A grave oversight by Microsoft (NASDAQ:MSFT)'s AI research division resulted in the leak of 38 terabytes (TB) of sensitive data, discovered nearly three years after the initial incident.
The leak was traced back to a misconfigured Azure Blob storage bucket, according to cloud security firm Wiz.
In July 2020, Microsoft inadvertently shared the URL for the Azure storage bucket while contributing open-source artificial intelligence (AI) learning models to a public GitHub repository.
The exposed data included Microsoft employee information, secret keys and an archive of internal messages.

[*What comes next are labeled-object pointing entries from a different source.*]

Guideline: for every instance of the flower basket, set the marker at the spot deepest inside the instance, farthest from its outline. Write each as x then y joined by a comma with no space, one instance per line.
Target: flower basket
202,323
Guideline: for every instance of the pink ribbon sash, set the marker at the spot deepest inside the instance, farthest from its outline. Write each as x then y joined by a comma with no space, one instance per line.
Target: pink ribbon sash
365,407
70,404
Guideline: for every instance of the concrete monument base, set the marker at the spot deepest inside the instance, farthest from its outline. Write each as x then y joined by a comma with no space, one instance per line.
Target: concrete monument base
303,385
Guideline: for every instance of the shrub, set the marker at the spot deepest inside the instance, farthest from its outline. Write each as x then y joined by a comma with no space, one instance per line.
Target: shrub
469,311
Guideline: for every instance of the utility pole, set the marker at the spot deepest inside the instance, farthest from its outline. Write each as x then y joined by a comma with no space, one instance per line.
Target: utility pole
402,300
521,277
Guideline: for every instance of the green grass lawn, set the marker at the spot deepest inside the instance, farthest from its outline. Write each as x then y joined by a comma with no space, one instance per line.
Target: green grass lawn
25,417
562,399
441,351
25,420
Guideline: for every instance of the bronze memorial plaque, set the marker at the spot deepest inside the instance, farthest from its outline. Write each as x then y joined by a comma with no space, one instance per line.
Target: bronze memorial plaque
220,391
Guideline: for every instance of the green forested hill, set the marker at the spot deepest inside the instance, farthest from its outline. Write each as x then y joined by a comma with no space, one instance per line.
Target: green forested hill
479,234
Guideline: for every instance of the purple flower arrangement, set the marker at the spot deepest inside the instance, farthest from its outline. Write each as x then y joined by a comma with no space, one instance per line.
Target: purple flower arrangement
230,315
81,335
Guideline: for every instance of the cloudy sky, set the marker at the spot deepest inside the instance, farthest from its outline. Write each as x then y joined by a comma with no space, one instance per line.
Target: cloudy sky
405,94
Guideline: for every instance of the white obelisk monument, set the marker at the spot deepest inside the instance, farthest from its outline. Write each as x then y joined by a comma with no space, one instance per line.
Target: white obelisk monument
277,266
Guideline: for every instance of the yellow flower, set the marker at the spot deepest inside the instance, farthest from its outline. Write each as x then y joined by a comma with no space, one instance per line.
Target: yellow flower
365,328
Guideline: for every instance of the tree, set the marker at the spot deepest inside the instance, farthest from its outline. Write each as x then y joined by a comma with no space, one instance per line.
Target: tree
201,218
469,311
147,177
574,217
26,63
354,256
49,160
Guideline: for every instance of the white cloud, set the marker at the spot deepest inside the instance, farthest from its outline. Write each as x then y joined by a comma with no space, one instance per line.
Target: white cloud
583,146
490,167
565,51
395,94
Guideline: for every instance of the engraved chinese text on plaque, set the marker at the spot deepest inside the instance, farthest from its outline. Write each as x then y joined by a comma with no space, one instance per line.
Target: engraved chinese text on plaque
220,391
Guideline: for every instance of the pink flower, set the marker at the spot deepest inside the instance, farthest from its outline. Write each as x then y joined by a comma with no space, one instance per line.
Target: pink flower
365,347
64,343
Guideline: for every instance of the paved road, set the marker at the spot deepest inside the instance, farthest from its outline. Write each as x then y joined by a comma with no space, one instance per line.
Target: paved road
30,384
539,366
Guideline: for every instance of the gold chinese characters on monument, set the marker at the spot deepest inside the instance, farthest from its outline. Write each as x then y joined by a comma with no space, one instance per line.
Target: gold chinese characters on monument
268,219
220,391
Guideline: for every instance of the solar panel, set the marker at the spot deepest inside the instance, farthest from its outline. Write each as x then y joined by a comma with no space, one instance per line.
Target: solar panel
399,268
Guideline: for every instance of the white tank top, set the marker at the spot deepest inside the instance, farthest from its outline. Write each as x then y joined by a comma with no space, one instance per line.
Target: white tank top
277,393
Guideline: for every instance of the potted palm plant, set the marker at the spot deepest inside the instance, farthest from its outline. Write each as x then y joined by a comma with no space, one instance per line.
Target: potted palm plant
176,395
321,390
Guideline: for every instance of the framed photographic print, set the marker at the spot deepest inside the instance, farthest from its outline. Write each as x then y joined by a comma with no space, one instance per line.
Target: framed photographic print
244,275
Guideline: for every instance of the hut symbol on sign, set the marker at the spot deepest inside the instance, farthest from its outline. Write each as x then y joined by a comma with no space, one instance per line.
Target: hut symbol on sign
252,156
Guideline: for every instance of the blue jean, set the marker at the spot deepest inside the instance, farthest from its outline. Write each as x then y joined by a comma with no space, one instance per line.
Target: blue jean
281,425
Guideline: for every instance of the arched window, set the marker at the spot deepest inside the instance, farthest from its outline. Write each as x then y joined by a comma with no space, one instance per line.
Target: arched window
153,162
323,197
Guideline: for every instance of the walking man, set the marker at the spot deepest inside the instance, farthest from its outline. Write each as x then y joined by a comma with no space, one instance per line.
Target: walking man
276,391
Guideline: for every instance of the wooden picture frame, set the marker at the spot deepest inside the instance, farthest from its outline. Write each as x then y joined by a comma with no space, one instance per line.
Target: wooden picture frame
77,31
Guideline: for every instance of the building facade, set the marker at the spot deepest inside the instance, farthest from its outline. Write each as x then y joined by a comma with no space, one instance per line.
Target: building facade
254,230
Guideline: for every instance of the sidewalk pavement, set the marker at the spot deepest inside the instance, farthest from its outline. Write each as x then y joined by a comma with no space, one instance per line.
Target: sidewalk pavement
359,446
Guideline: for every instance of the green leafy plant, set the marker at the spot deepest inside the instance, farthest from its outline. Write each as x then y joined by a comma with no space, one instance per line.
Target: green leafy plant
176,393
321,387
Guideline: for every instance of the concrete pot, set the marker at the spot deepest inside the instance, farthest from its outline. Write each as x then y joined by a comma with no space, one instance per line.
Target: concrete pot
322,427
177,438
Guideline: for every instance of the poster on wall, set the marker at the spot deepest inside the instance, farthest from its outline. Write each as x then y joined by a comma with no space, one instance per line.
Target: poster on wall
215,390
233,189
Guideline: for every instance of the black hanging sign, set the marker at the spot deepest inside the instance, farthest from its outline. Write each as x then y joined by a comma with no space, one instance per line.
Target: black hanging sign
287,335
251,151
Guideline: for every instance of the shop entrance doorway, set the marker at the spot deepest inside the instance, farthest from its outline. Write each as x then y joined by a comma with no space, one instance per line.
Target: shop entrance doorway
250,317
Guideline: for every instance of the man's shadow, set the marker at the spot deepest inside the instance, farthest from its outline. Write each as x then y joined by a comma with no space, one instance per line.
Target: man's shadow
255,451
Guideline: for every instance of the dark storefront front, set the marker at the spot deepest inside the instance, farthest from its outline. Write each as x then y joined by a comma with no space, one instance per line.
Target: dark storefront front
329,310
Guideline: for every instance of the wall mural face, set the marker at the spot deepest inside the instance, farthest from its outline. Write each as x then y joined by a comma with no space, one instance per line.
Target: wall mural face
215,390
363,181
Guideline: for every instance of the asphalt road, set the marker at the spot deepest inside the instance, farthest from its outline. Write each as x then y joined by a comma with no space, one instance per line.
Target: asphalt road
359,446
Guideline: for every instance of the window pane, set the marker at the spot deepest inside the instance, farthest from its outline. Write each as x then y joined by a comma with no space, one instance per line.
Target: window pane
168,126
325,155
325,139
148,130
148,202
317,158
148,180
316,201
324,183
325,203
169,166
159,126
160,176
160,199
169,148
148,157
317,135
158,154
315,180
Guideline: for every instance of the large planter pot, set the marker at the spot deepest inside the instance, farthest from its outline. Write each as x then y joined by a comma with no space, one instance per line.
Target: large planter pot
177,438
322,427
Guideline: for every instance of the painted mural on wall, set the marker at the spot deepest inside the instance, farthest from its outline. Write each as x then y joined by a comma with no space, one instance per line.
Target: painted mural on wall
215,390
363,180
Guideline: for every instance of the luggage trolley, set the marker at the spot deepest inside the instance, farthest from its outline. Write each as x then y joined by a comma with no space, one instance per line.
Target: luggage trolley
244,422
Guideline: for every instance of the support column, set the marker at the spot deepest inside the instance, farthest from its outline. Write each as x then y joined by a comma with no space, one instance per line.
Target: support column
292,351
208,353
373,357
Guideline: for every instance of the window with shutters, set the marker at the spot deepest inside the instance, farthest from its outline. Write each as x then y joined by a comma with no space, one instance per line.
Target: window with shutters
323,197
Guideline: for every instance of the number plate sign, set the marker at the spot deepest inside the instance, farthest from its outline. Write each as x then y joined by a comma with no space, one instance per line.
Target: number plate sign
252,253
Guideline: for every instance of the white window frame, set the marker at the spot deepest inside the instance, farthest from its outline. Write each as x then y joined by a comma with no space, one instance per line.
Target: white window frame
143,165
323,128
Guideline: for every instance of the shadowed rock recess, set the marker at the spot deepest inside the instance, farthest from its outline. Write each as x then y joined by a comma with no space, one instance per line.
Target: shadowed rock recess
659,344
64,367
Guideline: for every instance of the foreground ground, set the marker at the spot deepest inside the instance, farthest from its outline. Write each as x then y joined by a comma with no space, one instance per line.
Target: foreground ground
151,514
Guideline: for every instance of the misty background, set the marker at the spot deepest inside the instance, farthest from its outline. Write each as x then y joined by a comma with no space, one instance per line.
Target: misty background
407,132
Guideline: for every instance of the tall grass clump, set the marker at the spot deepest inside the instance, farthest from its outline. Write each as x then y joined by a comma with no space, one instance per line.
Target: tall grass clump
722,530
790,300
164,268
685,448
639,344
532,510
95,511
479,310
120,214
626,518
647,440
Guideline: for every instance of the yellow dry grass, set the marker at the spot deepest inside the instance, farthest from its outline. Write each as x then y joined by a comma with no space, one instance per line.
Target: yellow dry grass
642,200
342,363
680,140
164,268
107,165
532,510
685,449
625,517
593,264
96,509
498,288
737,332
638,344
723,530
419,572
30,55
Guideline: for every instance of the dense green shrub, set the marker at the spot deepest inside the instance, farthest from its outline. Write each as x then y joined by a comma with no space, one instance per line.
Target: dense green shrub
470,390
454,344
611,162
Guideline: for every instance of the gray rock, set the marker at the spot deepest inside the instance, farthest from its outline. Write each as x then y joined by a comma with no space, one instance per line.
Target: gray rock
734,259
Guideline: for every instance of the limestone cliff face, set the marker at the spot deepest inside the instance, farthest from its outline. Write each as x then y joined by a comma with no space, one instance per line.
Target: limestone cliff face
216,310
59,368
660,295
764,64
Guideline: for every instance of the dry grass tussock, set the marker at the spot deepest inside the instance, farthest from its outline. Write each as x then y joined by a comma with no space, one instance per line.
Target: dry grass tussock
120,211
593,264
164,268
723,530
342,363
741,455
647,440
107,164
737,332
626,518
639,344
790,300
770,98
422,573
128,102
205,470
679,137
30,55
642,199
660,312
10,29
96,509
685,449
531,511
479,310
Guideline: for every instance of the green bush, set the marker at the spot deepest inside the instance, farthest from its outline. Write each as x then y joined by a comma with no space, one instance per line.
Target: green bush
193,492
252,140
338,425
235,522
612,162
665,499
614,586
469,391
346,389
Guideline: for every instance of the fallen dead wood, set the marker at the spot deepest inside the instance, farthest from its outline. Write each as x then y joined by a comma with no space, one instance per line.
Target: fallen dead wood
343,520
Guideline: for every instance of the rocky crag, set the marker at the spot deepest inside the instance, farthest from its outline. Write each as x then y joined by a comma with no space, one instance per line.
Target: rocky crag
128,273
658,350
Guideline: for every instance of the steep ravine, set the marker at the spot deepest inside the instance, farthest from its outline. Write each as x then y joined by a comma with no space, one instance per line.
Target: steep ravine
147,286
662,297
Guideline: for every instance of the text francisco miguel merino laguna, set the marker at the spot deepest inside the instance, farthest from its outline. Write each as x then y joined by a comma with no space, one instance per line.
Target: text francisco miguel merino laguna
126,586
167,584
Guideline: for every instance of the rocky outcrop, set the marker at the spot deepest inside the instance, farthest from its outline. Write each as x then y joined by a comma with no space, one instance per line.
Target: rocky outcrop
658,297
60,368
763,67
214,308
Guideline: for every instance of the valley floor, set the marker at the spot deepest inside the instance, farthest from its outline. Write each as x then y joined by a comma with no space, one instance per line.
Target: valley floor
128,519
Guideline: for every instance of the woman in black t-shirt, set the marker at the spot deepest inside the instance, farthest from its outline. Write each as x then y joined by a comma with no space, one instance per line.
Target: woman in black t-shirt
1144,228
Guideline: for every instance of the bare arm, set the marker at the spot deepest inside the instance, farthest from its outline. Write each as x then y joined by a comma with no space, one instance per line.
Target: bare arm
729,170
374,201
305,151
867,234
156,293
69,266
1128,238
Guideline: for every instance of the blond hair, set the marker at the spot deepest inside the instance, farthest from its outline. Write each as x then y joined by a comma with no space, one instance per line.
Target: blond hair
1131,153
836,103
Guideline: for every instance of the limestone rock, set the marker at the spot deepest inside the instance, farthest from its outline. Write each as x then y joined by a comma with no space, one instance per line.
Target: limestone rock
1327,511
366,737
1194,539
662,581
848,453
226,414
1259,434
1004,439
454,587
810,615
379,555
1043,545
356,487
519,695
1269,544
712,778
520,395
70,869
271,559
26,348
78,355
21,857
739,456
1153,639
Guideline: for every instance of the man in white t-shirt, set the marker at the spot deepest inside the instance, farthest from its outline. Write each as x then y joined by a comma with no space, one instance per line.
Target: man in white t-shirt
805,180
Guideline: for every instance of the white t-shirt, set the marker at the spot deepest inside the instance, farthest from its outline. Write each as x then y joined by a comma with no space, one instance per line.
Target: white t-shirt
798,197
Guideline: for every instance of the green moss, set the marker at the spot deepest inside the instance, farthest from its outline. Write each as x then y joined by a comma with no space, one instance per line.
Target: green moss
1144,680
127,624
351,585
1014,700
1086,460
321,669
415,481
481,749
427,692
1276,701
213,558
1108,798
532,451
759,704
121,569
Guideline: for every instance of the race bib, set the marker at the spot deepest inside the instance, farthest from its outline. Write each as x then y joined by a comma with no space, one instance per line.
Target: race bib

???? BREAKING: Wiz Research discovers a massive 38TB data leak by Microsoft AI researchers, including 30,000+ internal Teams messages.Here's what you need to know ???? pic.twitter.com/2V8u9IekGV
— Wiz (@wiz_io) September 18, 2023
Hard to monitor and avoid
"AI unlocks huge potential for tech companies. However, as data scientists and engineers race to bring new AI solutions to production, the massive amounts of data they handle require additional security checks and safeguards," Wiz CTO & co-founder Ami Luttwak told BleepingComputer.
"This emerging technology requires large sets of data to train on.
"With many development teams needing to manipulate massive amounts of data, share it with their peers or collaborate on public open-source projects, cases like Microsoft's are increasingly hard to monitor and avoid."
Security risk
Wiz researchers revealed the lapse on June 22, 2023, prompting Microsoft to block external access by revoking the shared access signature (SAS) token on June 24.
The overly permissive SAS token granted full control over the shared files.
Wiz highlighted that while SAS tokens could offer secure, delegated access when used correctly, their management within the Azure portal was challenging.
In addition to a lack of monitoring and governance, SAS tokens pose a security risk and their usage should be as limited as possible.